For This autumn fiscal 2026, SanDisk anticipated income of $7.75 billion to $8.25 billion and non-GAAP EPS of $30.00 to $33.00. That steerage vary, on the midpoint, would symbolize one other huge sequential step from an already historic Q3.
This quarter marks a basic inflection level for SanDisk.
Continued CEO David Goeckeler within the Q3 earnings launch, “We’re advancing to a brand new enterprise mannequin constructed on multi-year buyer engagements backed by agency monetary commitments. This transformation is driving structurally increased and extra sturdy earnings energy.”
July 10, 2026, FactSet knowledge confirms that SanDisk is among the many largest contributors to Data Expertise (IT) sector earnings development since March 31, alongside Micron, Nvidia, and Apple.

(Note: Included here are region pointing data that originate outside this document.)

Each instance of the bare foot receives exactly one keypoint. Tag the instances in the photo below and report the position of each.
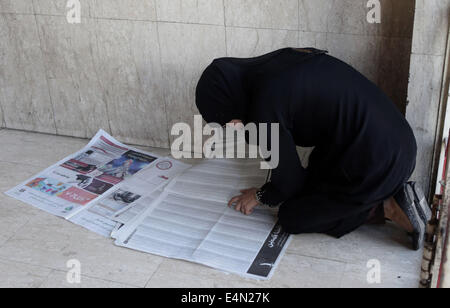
(395, 213)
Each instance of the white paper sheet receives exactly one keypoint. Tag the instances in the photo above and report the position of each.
(191, 220)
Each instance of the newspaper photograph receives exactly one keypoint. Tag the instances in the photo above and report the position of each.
(72, 184)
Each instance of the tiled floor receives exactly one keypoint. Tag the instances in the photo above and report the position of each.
(35, 246)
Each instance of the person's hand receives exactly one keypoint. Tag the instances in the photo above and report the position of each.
(246, 202)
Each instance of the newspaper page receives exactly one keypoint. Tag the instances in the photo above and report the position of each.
(190, 220)
(128, 197)
(69, 186)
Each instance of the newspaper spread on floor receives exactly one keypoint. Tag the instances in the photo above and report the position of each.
(190, 220)
(161, 206)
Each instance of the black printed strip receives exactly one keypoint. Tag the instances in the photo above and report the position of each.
(269, 253)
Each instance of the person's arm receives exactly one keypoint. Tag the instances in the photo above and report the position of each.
(288, 178)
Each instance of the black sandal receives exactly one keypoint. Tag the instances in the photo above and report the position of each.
(421, 203)
(406, 198)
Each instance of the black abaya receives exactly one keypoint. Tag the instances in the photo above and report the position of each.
(364, 148)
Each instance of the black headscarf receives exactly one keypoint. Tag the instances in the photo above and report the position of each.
(223, 92)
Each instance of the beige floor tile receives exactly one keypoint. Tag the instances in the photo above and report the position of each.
(356, 277)
(58, 279)
(293, 271)
(14, 214)
(51, 242)
(385, 243)
(19, 275)
(36, 149)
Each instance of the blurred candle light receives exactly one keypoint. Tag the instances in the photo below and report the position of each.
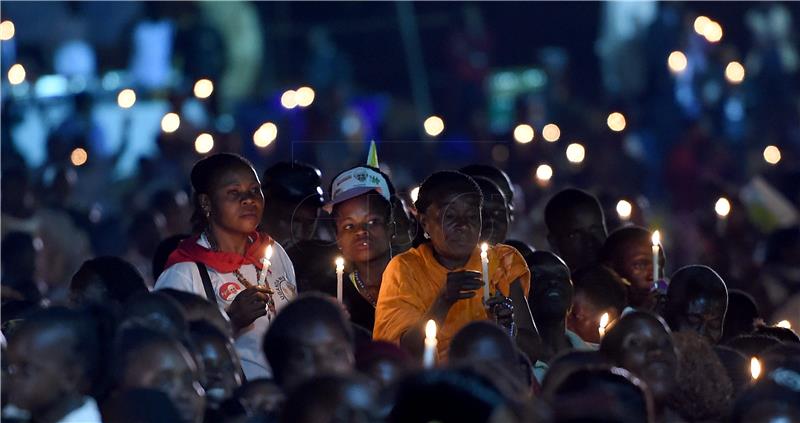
(772, 154)
(551, 132)
(305, 96)
(170, 122)
(16, 74)
(7, 30)
(616, 121)
(265, 135)
(677, 62)
(734, 73)
(204, 143)
(434, 125)
(203, 88)
(624, 209)
(523, 134)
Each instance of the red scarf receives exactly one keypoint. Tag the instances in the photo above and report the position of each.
(223, 262)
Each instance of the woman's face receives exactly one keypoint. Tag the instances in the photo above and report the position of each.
(236, 202)
(169, 369)
(454, 225)
(362, 231)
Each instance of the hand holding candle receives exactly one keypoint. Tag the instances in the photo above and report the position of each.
(339, 277)
(429, 357)
(485, 270)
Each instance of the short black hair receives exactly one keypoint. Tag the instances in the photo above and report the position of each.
(304, 311)
(602, 286)
(569, 199)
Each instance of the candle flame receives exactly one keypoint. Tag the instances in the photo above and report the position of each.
(755, 368)
(430, 329)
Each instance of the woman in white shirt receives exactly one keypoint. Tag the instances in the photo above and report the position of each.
(224, 259)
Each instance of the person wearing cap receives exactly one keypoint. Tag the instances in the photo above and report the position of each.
(360, 205)
(292, 201)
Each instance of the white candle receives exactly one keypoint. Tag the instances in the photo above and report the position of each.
(429, 357)
(603, 323)
(265, 264)
(656, 253)
(485, 270)
(339, 277)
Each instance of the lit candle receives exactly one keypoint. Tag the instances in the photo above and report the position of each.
(656, 253)
(603, 323)
(339, 277)
(429, 358)
(485, 270)
(755, 368)
(265, 264)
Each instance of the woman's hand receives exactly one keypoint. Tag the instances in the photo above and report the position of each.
(460, 286)
(248, 306)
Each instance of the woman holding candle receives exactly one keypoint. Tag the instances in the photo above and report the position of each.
(225, 258)
(440, 279)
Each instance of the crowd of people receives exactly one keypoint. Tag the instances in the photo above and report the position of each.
(247, 319)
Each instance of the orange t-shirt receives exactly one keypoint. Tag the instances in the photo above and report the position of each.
(413, 279)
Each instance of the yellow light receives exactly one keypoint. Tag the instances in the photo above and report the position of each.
(126, 98)
(170, 122)
(734, 73)
(16, 74)
(204, 143)
(523, 134)
(576, 153)
(616, 121)
(755, 368)
(7, 30)
(289, 99)
(265, 135)
(677, 62)
(430, 329)
(203, 88)
(544, 172)
(713, 32)
(700, 24)
(603, 323)
(304, 96)
(78, 157)
(722, 207)
(772, 154)
(656, 238)
(551, 132)
(414, 194)
(434, 125)
(624, 209)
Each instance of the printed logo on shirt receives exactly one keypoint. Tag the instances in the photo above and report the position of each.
(229, 290)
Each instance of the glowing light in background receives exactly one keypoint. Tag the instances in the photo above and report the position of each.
(734, 73)
(434, 125)
(304, 96)
(677, 62)
(78, 157)
(772, 154)
(624, 209)
(551, 132)
(576, 153)
(523, 134)
(204, 143)
(126, 98)
(203, 88)
(170, 122)
(265, 135)
(616, 121)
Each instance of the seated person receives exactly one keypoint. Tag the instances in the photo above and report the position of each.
(598, 290)
(697, 300)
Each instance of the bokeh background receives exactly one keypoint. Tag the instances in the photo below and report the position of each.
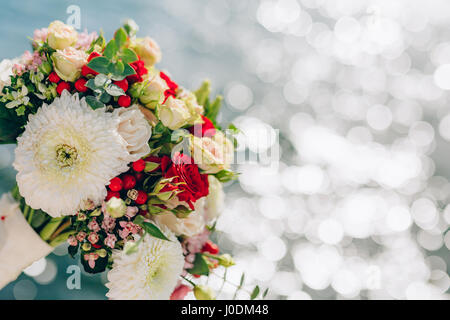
(355, 92)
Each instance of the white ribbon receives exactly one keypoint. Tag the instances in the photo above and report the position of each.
(20, 245)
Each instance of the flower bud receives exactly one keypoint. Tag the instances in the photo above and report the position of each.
(202, 292)
(60, 35)
(153, 92)
(147, 49)
(68, 63)
(45, 67)
(116, 207)
(174, 113)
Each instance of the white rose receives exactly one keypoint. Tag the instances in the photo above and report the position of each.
(189, 226)
(136, 131)
(61, 35)
(6, 67)
(191, 101)
(215, 200)
(174, 113)
(212, 154)
(148, 50)
(68, 63)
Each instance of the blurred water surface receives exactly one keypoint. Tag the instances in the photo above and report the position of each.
(357, 206)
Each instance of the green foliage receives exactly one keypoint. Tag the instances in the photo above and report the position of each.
(211, 108)
(150, 228)
(226, 175)
(200, 266)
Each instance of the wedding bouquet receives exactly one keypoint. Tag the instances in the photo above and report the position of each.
(115, 158)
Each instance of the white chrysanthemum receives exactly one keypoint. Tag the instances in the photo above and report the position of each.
(69, 153)
(150, 273)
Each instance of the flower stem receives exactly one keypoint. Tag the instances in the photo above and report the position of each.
(30, 216)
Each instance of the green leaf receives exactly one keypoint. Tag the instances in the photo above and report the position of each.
(94, 103)
(128, 56)
(255, 293)
(105, 97)
(91, 84)
(200, 266)
(153, 230)
(203, 92)
(128, 70)
(99, 64)
(226, 175)
(119, 67)
(110, 49)
(114, 90)
(100, 80)
(212, 111)
(120, 37)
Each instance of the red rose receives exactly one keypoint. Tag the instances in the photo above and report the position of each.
(187, 179)
(140, 69)
(172, 91)
(205, 129)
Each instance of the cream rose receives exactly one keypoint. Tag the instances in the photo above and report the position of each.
(215, 200)
(148, 50)
(68, 63)
(153, 92)
(61, 35)
(212, 154)
(189, 226)
(174, 113)
(136, 130)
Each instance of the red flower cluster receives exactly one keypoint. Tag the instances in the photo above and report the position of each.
(205, 129)
(172, 91)
(186, 178)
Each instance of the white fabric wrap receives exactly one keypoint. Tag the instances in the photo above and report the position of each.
(20, 245)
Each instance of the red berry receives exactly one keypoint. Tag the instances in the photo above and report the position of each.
(115, 184)
(143, 212)
(123, 84)
(210, 247)
(129, 182)
(62, 86)
(53, 77)
(124, 101)
(85, 71)
(139, 176)
(112, 194)
(141, 198)
(139, 165)
(80, 85)
(93, 55)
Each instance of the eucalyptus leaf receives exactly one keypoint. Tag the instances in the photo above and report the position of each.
(128, 56)
(200, 266)
(99, 64)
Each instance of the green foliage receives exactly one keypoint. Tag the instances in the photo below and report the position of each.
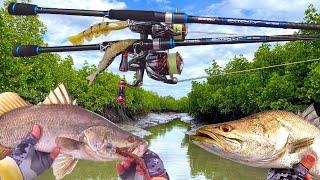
(290, 88)
(34, 77)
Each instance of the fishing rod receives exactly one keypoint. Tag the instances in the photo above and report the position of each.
(158, 44)
(167, 30)
(155, 16)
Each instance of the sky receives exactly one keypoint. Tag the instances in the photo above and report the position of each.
(196, 58)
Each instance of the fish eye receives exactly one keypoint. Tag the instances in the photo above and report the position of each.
(131, 139)
(226, 128)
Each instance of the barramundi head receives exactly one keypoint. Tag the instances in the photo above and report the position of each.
(267, 139)
(79, 133)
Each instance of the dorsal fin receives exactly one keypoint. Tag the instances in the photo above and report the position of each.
(58, 96)
(311, 116)
(10, 101)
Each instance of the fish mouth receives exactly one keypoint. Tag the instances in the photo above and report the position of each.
(137, 149)
(217, 140)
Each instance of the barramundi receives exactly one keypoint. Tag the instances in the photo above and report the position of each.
(80, 133)
(270, 139)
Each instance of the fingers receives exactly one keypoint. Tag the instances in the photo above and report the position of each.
(36, 131)
(124, 166)
(140, 170)
(308, 161)
(54, 153)
(308, 177)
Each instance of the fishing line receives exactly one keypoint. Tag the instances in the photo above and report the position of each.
(249, 70)
(215, 33)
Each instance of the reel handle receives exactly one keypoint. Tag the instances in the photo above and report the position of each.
(26, 51)
(22, 9)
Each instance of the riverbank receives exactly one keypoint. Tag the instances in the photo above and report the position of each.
(183, 160)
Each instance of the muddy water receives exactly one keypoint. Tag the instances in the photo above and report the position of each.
(182, 159)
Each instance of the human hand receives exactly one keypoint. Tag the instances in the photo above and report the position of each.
(128, 169)
(298, 172)
(31, 162)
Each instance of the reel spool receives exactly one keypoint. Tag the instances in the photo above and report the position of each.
(160, 64)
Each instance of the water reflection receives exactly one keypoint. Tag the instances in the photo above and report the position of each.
(183, 160)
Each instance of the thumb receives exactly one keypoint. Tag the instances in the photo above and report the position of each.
(36, 131)
(54, 153)
(308, 177)
(308, 161)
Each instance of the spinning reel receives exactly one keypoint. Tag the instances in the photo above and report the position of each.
(168, 30)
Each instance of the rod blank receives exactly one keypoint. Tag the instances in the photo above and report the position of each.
(33, 50)
(154, 16)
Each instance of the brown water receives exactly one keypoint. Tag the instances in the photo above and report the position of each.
(183, 160)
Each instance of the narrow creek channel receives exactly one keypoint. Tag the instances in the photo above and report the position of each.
(183, 160)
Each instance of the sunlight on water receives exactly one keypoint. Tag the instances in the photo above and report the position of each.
(182, 159)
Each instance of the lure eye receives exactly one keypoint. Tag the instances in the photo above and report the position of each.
(226, 128)
(131, 139)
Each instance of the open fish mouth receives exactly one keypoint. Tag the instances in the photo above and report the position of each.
(218, 140)
(137, 149)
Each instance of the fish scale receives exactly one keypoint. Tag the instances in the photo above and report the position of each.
(79, 133)
(61, 118)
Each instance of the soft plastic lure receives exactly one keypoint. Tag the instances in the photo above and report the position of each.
(110, 53)
(97, 30)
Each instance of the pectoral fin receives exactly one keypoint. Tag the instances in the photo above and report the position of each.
(67, 143)
(63, 165)
(4, 151)
(302, 143)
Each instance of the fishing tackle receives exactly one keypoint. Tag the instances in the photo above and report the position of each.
(97, 30)
(167, 30)
(122, 95)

Associated: Goldman Sachs doubles down on Utilized Supplies inventory goal
The semiconductor sector is predicted to report 131% year-over-year earnings development in Q2, and SanDisk is likely one of the main engines of that development. Excluding the trade, the estimated earnings development price for the IT sector would fall to 25.8% from 63.3%.
SanDisk’s investor day on August 13 follows simply eight days after earnings, offering one other near-term catalyst window for administration to quantify the multi-year LTA pipeline and long-term monetary targets.
Bear in mind, SNDK has already returned 707% year-to-date, a $2,200 Goldman goal, and an EPS estimate 30% above consensus. To me, which means the transfer isn’t over. August 5 will inform us whether or not all people else is able to agree.